Изумительный труженик, сочиняя «Симфонические танцы», работал по 10—12 часов ежедневно, В это время он, по собственному признанию, писал музыку, ел, спал и больше ничем не занимался.
— Я не знаю, что доставляет мне большее удовольствие — сочинять музыку или исполнять ее. Если я много работал над фразой и, закончив ее, знаю, что она сделана хорошо, то испытываю чувство глубочайшего удовлетворения. Когда я играю в концерте и у меня удачный день (а Вы знаете, что некоторые дни не так уж хороши), то я думаю, что это и есть величайшее счастье.
По утверждению Рахманинова, зимой он — пианист, а летом — композитор. Его собственная музыка доставляет ему удовольствие, но он утверждает, что композитор самый плохой судья своих произведений.

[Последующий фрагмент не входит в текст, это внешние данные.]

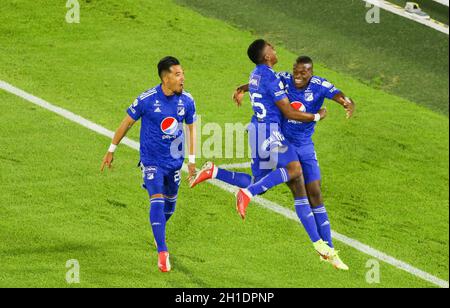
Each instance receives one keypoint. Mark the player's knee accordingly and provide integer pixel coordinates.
(294, 170)
(315, 197)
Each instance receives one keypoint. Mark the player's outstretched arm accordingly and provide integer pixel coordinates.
(346, 102)
(192, 150)
(239, 93)
(124, 127)
(292, 114)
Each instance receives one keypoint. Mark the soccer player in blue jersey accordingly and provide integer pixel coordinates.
(307, 93)
(274, 160)
(162, 110)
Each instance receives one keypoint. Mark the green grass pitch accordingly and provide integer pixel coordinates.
(385, 171)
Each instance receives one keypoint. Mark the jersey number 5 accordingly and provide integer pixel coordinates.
(257, 105)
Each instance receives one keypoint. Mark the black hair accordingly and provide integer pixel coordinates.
(165, 64)
(304, 60)
(255, 51)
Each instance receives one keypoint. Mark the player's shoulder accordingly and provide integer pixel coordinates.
(322, 82)
(284, 75)
(149, 94)
(188, 96)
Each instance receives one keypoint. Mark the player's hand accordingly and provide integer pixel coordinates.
(192, 172)
(107, 161)
(349, 106)
(323, 113)
(238, 96)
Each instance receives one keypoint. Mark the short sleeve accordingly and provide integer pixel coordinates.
(285, 77)
(136, 110)
(276, 89)
(191, 113)
(329, 90)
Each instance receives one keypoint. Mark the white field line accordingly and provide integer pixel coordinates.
(261, 201)
(236, 166)
(443, 2)
(393, 8)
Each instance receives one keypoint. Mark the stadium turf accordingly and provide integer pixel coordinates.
(385, 171)
(397, 55)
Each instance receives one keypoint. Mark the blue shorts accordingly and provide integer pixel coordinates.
(308, 159)
(159, 181)
(270, 150)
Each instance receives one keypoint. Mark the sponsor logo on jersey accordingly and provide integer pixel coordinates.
(254, 82)
(326, 84)
(169, 126)
(298, 106)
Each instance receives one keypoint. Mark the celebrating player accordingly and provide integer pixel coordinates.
(271, 106)
(163, 110)
(307, 93)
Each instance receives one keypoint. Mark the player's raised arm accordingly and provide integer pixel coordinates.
(292, 114)
(346, 102)
(239, 93)
(124, 127)
(192, 150)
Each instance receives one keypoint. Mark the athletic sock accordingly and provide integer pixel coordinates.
(306, 216)
(158, 222)
(273, 179)
(323, 224)
(169, 207)
(238, 179)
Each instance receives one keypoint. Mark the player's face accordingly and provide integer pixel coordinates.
(175, 79)
(303, 72)
(271, 54)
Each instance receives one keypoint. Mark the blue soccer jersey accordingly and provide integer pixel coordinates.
(162, 137)
(310, 99)
(265, 135)
(266, 88)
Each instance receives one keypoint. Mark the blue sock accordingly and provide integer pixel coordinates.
(238, 179)
(306, 216)
(158, 222)
(169, 207)
(323, 224)
(273, 179)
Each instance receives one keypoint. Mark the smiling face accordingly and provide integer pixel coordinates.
(174, 79)
(303, 73)
(270, 55)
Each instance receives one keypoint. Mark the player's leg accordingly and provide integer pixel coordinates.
(171, 186)
(154, 182)
(288, 169)
(313, 187)
(211, 171)
(306, 216)
(312, 175)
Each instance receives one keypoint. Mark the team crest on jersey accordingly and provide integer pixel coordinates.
(181, 111)
(254, 82)
(298, 106)
(309, 96)
(169, 126)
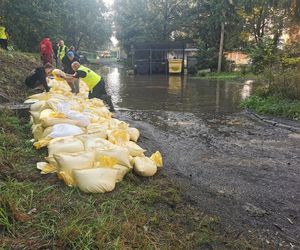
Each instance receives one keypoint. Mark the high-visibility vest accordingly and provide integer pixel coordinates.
(91, 79)
(61, 52)
(2, 33)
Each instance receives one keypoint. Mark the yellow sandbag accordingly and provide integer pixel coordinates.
(42, 143)
(96, 102)
(134, 134)
(92, 142)
(69, 162)
(144, 166)
(107, 161)
(49, 118)
(117, 124)
(46, 168)
(157, 158)
(35, 115)
(51, 161)
(42, 96)
(31, 101)
(47, 132)
(38, 106)
(134, 149)
(97, 128)
(37, 131)
(68, 144)
(96, 180)
(118, 136)
(58, 74)
(122, 171)
(117, 152)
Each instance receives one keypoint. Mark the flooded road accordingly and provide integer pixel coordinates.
(174, 93)
(245, 171)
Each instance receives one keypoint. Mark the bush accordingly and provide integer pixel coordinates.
(273, 105)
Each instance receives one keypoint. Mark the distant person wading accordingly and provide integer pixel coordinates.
(62, 50)
(3, 37)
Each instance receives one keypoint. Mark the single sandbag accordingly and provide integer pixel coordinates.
(110, 162)
(157, 158)
(117, 124)
(37, 131)
(134, 149)
(35, 115)
(31, 101)
(122, 171)
(45, 168)
(98, 129)
(48, 118)
(144, 166)
(63, 130)
(118, 136)
(38, 106)
(69, 162)
(117, 152)
(51, 161)
(96, 180)
(134, 134)
(92, 142)
(65, 145)
(41, 96)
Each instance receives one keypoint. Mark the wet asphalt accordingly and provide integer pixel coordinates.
(230, 164)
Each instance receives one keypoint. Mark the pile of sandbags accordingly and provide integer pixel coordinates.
(87, 147)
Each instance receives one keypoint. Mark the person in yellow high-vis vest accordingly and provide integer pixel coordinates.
(3, 37)
(95, 83)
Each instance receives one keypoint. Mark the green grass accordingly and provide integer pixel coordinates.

— Я вспоминаю, как однажды в Москве Чайковского попросили прослушать одного певца (тенора), которого пробовали для роли в «Евгении Онегине». Немного послушав его, Чайковский выскочил из комнаты с криком: «Я не могу слушать эту музыку, мне стыдно, что ее сочинил я». Он назвал мне как свое любимое произведение какую-то свою неизвестную оперу, которую
теперь никто не исполняет и которая по качеству, разумеется, уступала «Евгению Онегину».
Рахманинов находит, что Америка богата оркестрами. Нигде он не встречал таких превосходных коллективов.
— Вы, американцы, даже не понимаете, какие вы счастливцы,— сказал он.
ОН УПОРНО ЗАНИМАЕТСЯ
Говоря о Джордже Гершвине как об одном из музыкальных гениев Америки, Рахманинов подчеркнул, что ранняя смерть этого композитора — трагедия. Он обладал мощью, но ему не хватало техники. По мнению Рахманинова, в Европе не допустили бы, чтоб столь талантливый музыкант развивался без строгих занятий.
Внезапно встав, Рахманинов сказал, что должен продолжить работу в связи с предстоящим турне.
Когда корреспондент спускался в лифте дома на Вест Энд Авеню, лифтер повернулся к нему и заговорил: «Рахманинов великий старикан. Он ежедневно упражняется по четыре — пять часов, но, вот так». Лифтер остановил лифт и начал махать руками в воздухе. «Он никогда не сыграет песню, ограничивается гаммами, но задевает за живое и держит вас вот так».